I realize that I’m, like, four years late to this party, but I’m curious about the suburban slum situation in Paris. Are there no slums in the actual city of Paris? Did Paris effectively export all of its poor to the suburbs?
The general area of Paris has made the same mistakes that the U.S. made back in the 1970’s in places like Chicago. They warehouse minorities, especially Muslims, in large complexes that breed crime. They do export them in a way to get them out of the city proper.
Yes, the difference between the way Paris did it and the way U.S cities did it is that in Paris these large complexes are out in the suburbs.
The city of Paris proper is relatively small, dense, and completely built up. Although some areas are less expensive than others the entire city is high-priced land, making it impossible to tear down existing homes and build low-rent properties in their place. Politically impossible as well. No one would allow major areas of Paris to be razed for such buildings today. All those areas were converted many years ago. The only room for vast areas of such subdivisions was out in the suburbs.
They’re being made to live there? Forbidden to live in the Fifth? All on the basis of their race?
Oh wait. A lot of these are free housing projects for people who aren’t working. And so they’re not going to be on prime real estate.
A lot of the confusion here comes from somebody’s decision (I don’t know whose) to translate the French word “banlieue” as “suburb” rather than “particular neighborhood” or (probably even closer) “outlying area.” There can technically be rich banlieue and poor banlieues; as mentioned, Paris is a pretty smallish city and it doesn’t take long to get to what many people would regard as the outskirts of the city proper.
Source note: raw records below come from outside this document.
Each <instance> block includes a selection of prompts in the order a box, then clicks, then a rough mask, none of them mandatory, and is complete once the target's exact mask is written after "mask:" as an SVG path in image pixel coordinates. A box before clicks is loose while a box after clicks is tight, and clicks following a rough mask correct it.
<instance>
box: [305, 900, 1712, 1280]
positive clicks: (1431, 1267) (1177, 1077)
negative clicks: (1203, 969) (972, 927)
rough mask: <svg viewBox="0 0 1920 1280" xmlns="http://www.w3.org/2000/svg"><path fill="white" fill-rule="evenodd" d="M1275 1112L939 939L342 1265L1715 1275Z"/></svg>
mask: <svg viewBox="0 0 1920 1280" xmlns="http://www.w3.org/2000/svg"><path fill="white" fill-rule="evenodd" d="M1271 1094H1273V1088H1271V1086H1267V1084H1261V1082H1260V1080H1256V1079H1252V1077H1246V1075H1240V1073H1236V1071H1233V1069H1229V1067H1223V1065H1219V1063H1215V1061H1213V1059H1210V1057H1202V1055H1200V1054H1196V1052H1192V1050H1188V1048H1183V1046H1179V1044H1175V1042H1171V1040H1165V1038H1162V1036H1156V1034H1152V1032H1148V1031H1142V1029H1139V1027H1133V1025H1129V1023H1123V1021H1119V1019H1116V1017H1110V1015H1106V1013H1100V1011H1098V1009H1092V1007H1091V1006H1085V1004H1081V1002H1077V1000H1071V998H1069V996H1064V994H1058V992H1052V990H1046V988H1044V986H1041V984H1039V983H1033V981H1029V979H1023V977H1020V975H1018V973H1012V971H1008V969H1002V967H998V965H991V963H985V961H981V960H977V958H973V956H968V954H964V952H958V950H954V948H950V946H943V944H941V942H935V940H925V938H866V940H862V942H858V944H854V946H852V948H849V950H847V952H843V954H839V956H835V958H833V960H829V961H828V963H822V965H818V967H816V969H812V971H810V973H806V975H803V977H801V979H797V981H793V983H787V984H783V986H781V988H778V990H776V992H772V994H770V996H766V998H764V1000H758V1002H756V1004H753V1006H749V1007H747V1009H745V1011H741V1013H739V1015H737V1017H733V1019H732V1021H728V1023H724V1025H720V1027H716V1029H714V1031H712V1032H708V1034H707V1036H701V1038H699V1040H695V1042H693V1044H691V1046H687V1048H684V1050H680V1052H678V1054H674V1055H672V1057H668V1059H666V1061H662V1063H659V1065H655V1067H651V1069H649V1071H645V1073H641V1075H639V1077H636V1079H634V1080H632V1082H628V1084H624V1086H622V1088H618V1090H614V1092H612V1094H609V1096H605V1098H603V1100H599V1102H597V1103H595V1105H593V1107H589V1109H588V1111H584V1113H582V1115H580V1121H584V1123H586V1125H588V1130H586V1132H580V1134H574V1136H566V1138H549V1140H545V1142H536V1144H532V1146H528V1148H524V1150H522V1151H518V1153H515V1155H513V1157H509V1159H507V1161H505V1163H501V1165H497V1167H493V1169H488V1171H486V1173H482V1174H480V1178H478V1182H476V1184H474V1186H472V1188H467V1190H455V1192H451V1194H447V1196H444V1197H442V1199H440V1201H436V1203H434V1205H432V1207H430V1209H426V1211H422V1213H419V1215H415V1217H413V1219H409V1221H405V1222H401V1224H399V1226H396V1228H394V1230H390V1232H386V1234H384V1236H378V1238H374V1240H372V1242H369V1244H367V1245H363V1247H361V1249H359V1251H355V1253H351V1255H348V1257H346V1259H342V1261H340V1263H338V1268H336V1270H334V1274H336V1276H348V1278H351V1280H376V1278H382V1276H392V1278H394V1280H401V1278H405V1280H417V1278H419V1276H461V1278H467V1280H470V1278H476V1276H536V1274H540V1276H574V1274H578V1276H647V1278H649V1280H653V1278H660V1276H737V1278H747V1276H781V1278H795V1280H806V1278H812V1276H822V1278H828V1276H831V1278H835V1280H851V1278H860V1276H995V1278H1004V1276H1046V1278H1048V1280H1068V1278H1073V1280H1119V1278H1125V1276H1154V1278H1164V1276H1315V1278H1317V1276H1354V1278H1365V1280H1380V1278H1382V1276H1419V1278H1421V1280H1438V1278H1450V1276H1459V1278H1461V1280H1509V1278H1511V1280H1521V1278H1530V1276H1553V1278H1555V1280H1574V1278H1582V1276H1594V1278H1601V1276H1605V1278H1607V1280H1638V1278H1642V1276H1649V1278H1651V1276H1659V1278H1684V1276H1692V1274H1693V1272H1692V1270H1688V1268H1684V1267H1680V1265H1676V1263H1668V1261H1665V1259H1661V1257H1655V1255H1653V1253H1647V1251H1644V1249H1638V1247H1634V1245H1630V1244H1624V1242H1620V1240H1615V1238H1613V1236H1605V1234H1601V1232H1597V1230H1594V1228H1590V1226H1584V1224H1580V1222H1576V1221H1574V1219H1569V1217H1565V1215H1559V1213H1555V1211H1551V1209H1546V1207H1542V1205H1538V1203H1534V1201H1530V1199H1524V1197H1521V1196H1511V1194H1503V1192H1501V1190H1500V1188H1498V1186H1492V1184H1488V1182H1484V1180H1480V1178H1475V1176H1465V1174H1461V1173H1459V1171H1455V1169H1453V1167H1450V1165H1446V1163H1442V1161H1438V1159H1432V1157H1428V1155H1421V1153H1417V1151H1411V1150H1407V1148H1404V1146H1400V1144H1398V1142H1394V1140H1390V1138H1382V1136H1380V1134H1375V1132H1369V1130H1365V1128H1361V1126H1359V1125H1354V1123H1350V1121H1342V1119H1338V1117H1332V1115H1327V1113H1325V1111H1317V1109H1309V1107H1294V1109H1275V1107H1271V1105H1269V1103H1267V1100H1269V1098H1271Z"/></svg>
However, either through convention, political correctness, whatever, the French have decided to use banlieue, in practice, to mean any poor, minority-heavy neighborhood outside the immediate city center. Don’t take the “suburb” in this case to mean some green and leafy, non-contiguous residential neighborhood. They’re trying to say “ghetto” in a more euphemistic way.
ETA the other euphemism that gets mixed in here is “youths,” by which French journalists mean “minorities engaged in crime.” Right wing columnists have a field day mocking the stories of “suburban youths protesting the police,” which means “Arab teenagers burning cars,” but sounds like “Wally and Beaver get a lesson in civics.”